Next came spray wrinkle releasers. Downy Wrinkle Releaser Plus is an $8 spray that helps remove deep wrinkles, but again, it won’t leave garments looking as good as when you iron them. I’ve tried this myself on school uniforms and it definitely helps out in a pinch. You spray it on until the garment is slightly damp, smooth and pull the fabric, then let it dry. Skeptics will wonder why you can’t just do the same thing with water, but CR testers compared the results of plain water versus Downy Wrinkle Releaser, and Downy came out on top.
Washers and dryers that use steam and claim better stain removal and less wrinkling in the dryer are also a big trend. In a Good Housekeeping Research Institute test, the LG washer and dryer with steam technology performed best overall.
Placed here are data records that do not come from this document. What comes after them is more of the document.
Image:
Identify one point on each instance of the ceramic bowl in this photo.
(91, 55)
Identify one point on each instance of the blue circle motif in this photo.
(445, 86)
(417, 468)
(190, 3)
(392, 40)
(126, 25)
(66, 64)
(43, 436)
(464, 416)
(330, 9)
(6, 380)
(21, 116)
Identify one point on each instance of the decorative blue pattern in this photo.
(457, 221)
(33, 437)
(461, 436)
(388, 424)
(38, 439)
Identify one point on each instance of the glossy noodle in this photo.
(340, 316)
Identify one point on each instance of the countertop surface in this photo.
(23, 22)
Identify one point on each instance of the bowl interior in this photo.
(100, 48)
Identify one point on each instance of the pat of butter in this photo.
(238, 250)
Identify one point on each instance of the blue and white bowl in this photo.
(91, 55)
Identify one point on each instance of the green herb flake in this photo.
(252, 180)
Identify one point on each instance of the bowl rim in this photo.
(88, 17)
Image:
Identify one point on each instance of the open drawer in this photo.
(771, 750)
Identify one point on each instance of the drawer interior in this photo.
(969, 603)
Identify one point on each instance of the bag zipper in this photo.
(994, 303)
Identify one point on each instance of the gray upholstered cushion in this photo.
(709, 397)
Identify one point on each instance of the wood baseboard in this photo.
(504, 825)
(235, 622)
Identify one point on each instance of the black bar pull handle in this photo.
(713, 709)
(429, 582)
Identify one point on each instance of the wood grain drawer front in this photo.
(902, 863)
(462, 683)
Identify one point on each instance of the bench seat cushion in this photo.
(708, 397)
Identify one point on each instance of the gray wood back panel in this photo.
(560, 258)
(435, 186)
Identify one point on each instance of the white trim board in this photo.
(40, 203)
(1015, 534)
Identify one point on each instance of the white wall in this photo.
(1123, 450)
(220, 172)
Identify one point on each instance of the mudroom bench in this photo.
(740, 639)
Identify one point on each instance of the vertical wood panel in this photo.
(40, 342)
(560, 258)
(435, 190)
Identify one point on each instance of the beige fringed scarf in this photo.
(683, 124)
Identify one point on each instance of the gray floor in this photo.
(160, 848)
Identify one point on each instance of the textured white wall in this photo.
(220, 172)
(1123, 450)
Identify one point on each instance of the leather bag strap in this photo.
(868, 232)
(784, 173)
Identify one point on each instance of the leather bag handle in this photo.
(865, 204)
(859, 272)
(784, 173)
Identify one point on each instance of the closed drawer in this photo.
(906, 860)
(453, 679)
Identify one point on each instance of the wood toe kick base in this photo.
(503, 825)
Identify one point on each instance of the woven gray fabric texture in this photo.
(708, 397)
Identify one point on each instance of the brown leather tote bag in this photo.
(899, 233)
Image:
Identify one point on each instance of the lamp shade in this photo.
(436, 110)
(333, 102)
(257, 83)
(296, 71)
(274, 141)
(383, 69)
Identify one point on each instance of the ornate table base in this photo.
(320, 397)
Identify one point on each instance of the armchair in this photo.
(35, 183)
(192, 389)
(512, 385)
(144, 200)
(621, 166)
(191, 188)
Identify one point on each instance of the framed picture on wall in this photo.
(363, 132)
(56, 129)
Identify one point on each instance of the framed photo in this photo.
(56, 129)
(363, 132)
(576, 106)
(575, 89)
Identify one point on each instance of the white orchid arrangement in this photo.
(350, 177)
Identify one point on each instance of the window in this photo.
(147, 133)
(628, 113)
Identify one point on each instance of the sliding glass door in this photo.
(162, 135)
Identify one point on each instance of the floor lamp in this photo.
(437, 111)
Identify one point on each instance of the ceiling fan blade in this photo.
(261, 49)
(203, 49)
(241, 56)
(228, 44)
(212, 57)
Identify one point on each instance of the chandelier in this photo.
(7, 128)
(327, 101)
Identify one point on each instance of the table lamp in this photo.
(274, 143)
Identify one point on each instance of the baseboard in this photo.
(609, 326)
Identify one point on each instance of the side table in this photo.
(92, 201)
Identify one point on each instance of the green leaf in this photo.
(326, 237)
The dryer they reviewed offered a wrinkle care option that tumbles clothes for three hours to help limit wrinkling and the steam feeder is manual — meaning you add water to a drawer — in contrast to other models that require a connection to the washing machine to operate steam functions.
You could go for a steamer box like the Swash, a $400 option from Whirlpool that smooths wrinkles and removes odors with special scented pods by Tide. You can only refresh one garment at a time using one pod per garment, so costs can add up, say CR laundry pros. And if the garment is actually dirty or stained, this isn’t an option, because heat could set the stain. Last fall, LG released a similar styler cabinet for $2,000 that removes odors and wrinkles from up to four garments at once.
This may be the point at which you decide it’s just easier to stick with the old-school methods and wash, dry and iron your clothes. If so, look for the Rowenta Steamforce DW9280, $140, which got the highest ratings in Consumer Reports tests. If you’re on a budget, go for the Rowenta Effective Comfort DW2070. It costs $50 and performed just as well on steaming rate and ironing fabric as the pricier version.